First, motor tasks shape where infants need to look. Screen-viewing studies do not place demands on the visual system for guiding gross motor action. In real-world adult studies of vision and action, visual attention is needed to guide the hand to objects that are relevant to an ongoing task [9–11]. When making a sandwich, people looked at bread before reaching for it and then fixated peanut butter jar while putting down the bread slice on the plate [12]. When building block models, adults moved their eyes in sequence with hand movements to pick up and position each block [13, 14]. Like adults, infants move their eyes to look at objects while reaching [15, 16]. Infants may selectively attend to objects to engage in object manipulation and explore object properties [15, 17–20]. Second, body posture (e.g., prone, sitting, and upright) shapes infants’ visual attention [21–24]. Whereas in a screen-viewing study participants are seated with information easily viewed in front of the face, real-world visual attention is shaped by the orientation of the body. While prone on all fours, infants struggle to see faces because holding up the head to look at caregivers’ faces is effortful [21, 25]. Looking at caregivers’ faces is more frequent while sitting or upright when it is motorically easier to bring faces into view. Also, compared to walking infants, crawling infants look more often at the floor and have less visual access to distant and elevated objects [25].
Thus, the broad goal of the current research is to examine infants’ visual experiences of objects when infants can move their heads and bodies and interact with objects in a 3D environment. To do so, we employ mobile eye trackers (METs, Fig 1), which have been developed to investigate mobile infants’ visual experiences in more naturalistic settings [15, 17, 21]. Two cameras on a headband simultaneously record infants’ eye movements and their approximate head-centered field of view, revealing how movements of body in space, and the head within the body, shape what is in view from moment to moment. Most prior MET work asked how the motor system influences visual experiences by comparing rates of face/object looking between postures [21] or between observers of different sizes [26]. Little is known about the effect of head movements on visual attention within different postures.
Fig 1. Mobile eye tracker (MET).
The MET contains a scene camera and an eye camera.

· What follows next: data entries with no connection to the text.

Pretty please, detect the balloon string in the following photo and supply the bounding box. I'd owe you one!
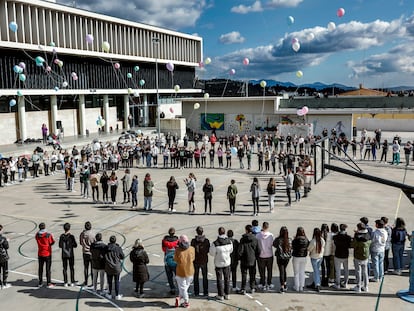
[221,79,229,97]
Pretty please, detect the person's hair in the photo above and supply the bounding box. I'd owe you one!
[189,172,196,181]
[133,238,144,249]
[145,173,150,178]
[125,168,130,174]
[169,176,175,182]
[313,228,322,253]
[205,178,210,184]
[168,227,176,236]
[253,177,258,183]
[331,223,339,233]
[227,229,234,238]
[85,221,92,230]
[39,222,46,230]
[395,217,406,229]
[63,223,71,232]
[231,179,235,184]
[279,226,290,252]
[360,217,368,225]
[196,226,203,235]
[268,177,275,186]
[295,226,306,238]
[381,216,389,225]
[0,224,3,231]
[252,219,259,226]
[357,223,366,231]
[109,235,116,243]
[320,223,329,241]
[262,222,269,230]
[339,224,348,231]
[245,224,252,233]
[218,227,225,235]
[95,233,102,241]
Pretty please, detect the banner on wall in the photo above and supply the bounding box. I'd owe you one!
[200,113,224,130]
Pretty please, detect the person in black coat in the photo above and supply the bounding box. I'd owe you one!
[129,239,149,297]
[227,229,239,291]
[91,233,107,293]
[58,223,77,286]
[202,178,214,214]
[104,236,125,300]
[238,225,261,294]
[166,176,179,212]
[190,226,210,296]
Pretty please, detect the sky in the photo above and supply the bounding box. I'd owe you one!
[57,0,414,88]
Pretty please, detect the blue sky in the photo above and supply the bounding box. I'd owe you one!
[59,0,414,88]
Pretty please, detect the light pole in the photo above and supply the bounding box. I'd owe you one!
[152,37,160,139]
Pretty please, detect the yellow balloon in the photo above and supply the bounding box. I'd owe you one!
[204,57,211,65]
[174,85,180,92]
[127,88,133,94]
[204,93,210,99]
[102,41,110,52]
[260,80,267,88]
[296,70,303,78]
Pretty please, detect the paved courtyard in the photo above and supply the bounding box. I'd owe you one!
[0,140,413,311]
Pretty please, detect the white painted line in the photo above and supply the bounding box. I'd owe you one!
[152,253,161,257]
[245,293,253,299]
[255,300,263,306]
[265,308,271,311]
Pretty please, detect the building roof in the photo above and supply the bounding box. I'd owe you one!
[339,84,389,96]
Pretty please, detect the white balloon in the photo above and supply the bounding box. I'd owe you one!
[194,102,200,109]
[307,32,315,41]
[292,42,301,52]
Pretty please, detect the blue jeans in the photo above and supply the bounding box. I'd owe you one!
[311,257,322,286]
[392,243,405,271]
[144,196,152,210]
[371,251,384,280]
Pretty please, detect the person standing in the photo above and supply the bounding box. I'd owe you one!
[90,169,100,203]
[238,225,260,294]
[31,149,41,178]
[404,141,413,166]
[58,223,78,287]
[174,235,195,308]
[143,173,154,211]
[250,177,261,216]
[273,226,292,293]
[80,221,95,287]
[91,233,107,294]
[162,227,179,295]
[104,236,125,300]
[202,178,214,214]
[391,140,401,165]
[80,165,90,199]
[35,222,55,288]
[237,146,245,169]
[129,239,150,297]
[380,139,389,163]
[184,173,196,214]
[332,224,352,289]
[41,123,48,144]
[121,168,131,204]
[391,217,408,275]
[370,219,388,282]
[292,227,309,292]
[381,216,392,274]
[351,223,371,293]
[100,171,109,204]
[129,175,138,209]
[266,177,276,213]
[256,222,274,290]
[108,171,119,205]
[227,229,239,292]
[307,228,325,292]
[191,226,210,297]
[227,179,238,215]
[0,224,11,289]
[284,168,294,206]
[166,176,179,213]
[209,227,233,300]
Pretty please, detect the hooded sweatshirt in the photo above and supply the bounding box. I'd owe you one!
[370,228,388,253]
[209,235,233,268]
[174,242,195,277]
[143,175,154,197]
[352,229,371,260]
[238,232,260,266]
[257,230,274,258]
[191,235,210,264]
[36,229,55,257]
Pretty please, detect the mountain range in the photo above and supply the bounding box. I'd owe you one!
[249,79,356,91]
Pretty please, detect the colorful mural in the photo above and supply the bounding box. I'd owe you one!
[200,113,225,130]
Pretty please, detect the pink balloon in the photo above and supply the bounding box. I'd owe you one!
[114,63,120,69]
[166,62,174,72]
[243,57,249,65]
[302,106,309,114]
[229,69,236,75]
[291,37,299,44]
[169,107,174,113]
[337,8,345,18]
[297,109,304,116]
[85,34,94,44]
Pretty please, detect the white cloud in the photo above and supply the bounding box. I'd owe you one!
[219,31,246,44]
[265,0,303,8]
[231,1,263,14]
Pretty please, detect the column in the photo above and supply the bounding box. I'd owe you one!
[123,94,130,130]
[143,94,149,126]
[103,95,110,133]
[50,95,58,134]
[78,94,86,136]
[18,96,27,141]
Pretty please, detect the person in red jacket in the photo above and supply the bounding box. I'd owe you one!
[162,227,179,295]
[35,222,55,288]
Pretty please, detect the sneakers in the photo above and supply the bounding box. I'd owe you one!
[224,295,229,300]
[361,287,369,292]
[115,294,123,300]
[268,284,274,290]
[2,283,11,289]
[257,284,264,290]
[232,287,240,292]
[238,289,246,295]
[215,295,224,301]
[181,302,190,308]
[105,293,112,300]
[330,284,340,290]
[175,296,180,307]
[63,283,69,287]
[47,283,56,288]
[353,286,361,293]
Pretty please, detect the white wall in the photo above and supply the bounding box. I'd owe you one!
[0,113,17,144]
[85,108,102,133]
[26,111,50,139]
[356,118,413,132]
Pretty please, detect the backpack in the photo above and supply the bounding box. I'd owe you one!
[164,249,177,268]
[0,239,9,264]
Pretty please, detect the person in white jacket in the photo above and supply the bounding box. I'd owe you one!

The scene camera points straight ahead to record the infant’s approximate head-centered field of view. The eye camera points in to the infant’s eye to record eye movements.
Prior work with adults shows the importance of not only measuring the frequency of gazing at targets but also measuring how the head centers targets in view while looking. Previous adult studies show that head movements function to localize gaze targets and stabilize the field of view, which then allows eye movements to make fine-grained movements [27–29]. By using the head to center objects in view, extreme eye movements can be avoided, which facilitates visual processing [30] and makes visual exploration more efficient [31]. For example, inhibiting head movement—and thus removing the ability to center objects in view—decreases the speed and accuracy of object identification [32]. Despite the importance of using the head to center objects in view, little is known about how infants coordinate head and eye movements to orient their visual attention.
Recent work with infants has begun to look at head orientation within a sitting posture to determine how it changes over development [33]. In the study, 9- to 24-month-olds sat in a chair and played with toys at a table while wearing a MET. Infants’ first-person field of view was measured using the MET’s scene camera, which was worn on infants’ foreheads and faced out to capture their view (Fig 1). The locations of toys in the head-centered field of view were measured to reveal how infants’ head movements shaped visual experiences of objects. The findings showed that infants moved their head to keep toys centered in view, and indicated that the ability to center information in view improved with age. Furthermore, toys were more centered in view when infants looked at toys versus when they did not look at toys, and centered toys were fixated longer than non-centered toys. This suggests that centering objects in view contributes to the ability to sustain attention, which is a fundamental component of cognitive development [1, 34–36].
However, that study only looked at head movements within a single posture, sitting, while the infants were stationary. In everyday life, infants are free to move and switch postures (e.g., prone, sitting, upright). How do mobile infants coordinate head and eyes to structure their field of view in different postures? Body posture imposes constraints on infants’ ability to access visual information [21, 23–25]. Specifically, infants’ view of their surroundings is constrained when prone on all fours compared to when sitting or upright (i.e., standing on two feet). How do infants use the head to center objects in view in different postures that place different motor constraints on looking? These questions remain unanswered.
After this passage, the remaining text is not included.